So what doubts are you having about your boyfriend? Are they about him personally or because he's not your type?
Reply 2
Original post by Surnia
So what doubts are you having about your boyfriend? Are they about him personally or because he's not your type?

My doubts are to do with the fact that he doesn't speak the same language as me and he isn't the same culture/ religion either. Since I have never dated anyone of the same culture/ language as me, I don't know if I am missing out on anything by wanting to marry my bf. It is not necessarily doubts about my boyfriend, it is the fact that I do tend to overthink and always want the best, I am a perfectionist, and yes I am happy with my boyfriend and he does treat me amazingly and has the exact personality I want in a guy, but because I haven't had that experience dating a guy my culture/religion which is something I really wanted in a guy I married, before I met my boyfriend, I don't know if I will regret not marrying someone in that criteria in the future, when I shouldn't be thinking like that, i.e. if I am married to my boyfriend.
Reply 3
Original post by Anonymous
My doubts are to do with the fact that he doesn't speak the same language as me and he isn't the same culture/ religion either. Since I have never dated anyone of the same culture/ language as me, I don't know if I am missing out on anything by wanting to marry my bf. It is not necessarily doubts about my boyfriend, it is the fact that I do tend to overthink and always want the best, I am a perfectionist, and yes I am happy with my boyfriend and he does treat me amazingly and has the exact personality I want in a guy, but because I haven't had that experience dating a guy my culture/religion which is something I really wanted in a guy I married, before I met my boyfriend, I don't know if I will regret not marrying someone in that criteria in the future, when I shouldn't be thinking like that, i.e. if I am married to my boyfriend.
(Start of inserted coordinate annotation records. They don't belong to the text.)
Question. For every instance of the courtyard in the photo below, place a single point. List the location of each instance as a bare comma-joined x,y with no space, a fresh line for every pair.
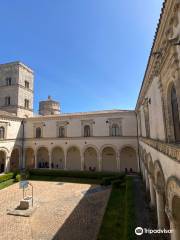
64,211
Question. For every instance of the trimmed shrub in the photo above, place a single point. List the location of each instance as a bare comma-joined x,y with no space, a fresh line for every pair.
18,178
73,174
6,177
110,180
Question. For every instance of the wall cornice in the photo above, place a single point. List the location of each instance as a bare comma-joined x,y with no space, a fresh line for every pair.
170,150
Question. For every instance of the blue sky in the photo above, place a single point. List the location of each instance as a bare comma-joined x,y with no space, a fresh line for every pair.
87,54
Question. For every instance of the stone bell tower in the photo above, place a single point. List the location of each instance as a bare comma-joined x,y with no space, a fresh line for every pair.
16,89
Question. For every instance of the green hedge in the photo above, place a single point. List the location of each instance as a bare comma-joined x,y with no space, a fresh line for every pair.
113,179
73,174
6,177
Are you both taking steps to overcome the language barrier? Do you respect each other's practice of religion and have you discussed how that would work with children, if that's in the future? Do your financial views align?

A lot of people are in relationships with someone of another, or no, religion; I am, and I have family members who are. Culture is different, but my boyfriend and I have quite contrasting personalities and our own interests and hobbies; we met because we were in the same line of work. I hadn't been out with someone of my religion or who shared my hobbies before I met him, and i don't feel I've missed out. I'm just saying it can work with someone you never thought you'd be with.
Reply 4
Original post by Surnia
Are you both taking steps to overcome the language barrier? Do you respect each other's practice of religion and have you discussed how that would work with children, if that's in the future? Do your financial views align?
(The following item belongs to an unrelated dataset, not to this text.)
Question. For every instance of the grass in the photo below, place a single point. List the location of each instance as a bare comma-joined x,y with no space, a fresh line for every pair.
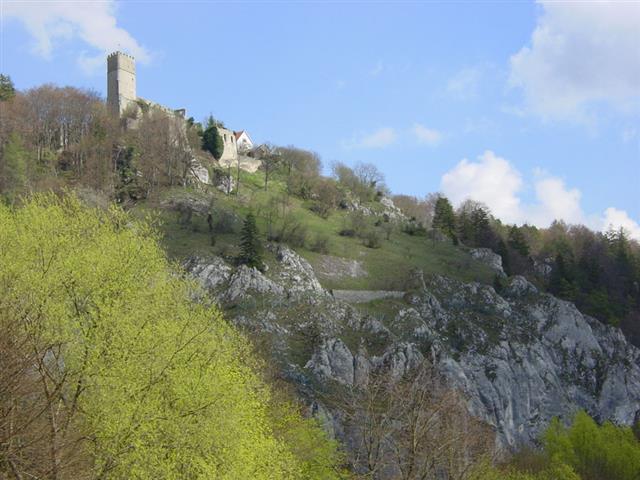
387,267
A lot of people are in relationships with someone of another, or no, religion; I am, and I have family members who are. Culture is different, but my boyfriend and I have quite contrasting personalities and our own interests and hobbies; we met because we were in the same line of work. I hadn't been out with someone of my religion or who shared my hobbies before I met him, and i don't feel I've missed out. I'm just saying it can work with someone you never thought you'd be with.

Since the first day I met him, I’ve told him that if he wants to be with me then he should learn my language and I am also more than willing to learn his as I want to communicate with his family, so the language is not the issue for me. We have discussed religion and he is half of my religion, I am Hindu and he is Sikh but he also worships Hindu Gods in his household, he has also come with me to the temple before, but since I have never prayed to Sikh Gods, it is more of a jump for me than it is for me. I have never been to Gurudwara before but I am open to going for him because at the end of the day God is God. With children, we will probably bring them up with both of our religion since his family also worshipped Hindu Gods as well. And yes our financial views align.

Thank you for sharing about your personal experience.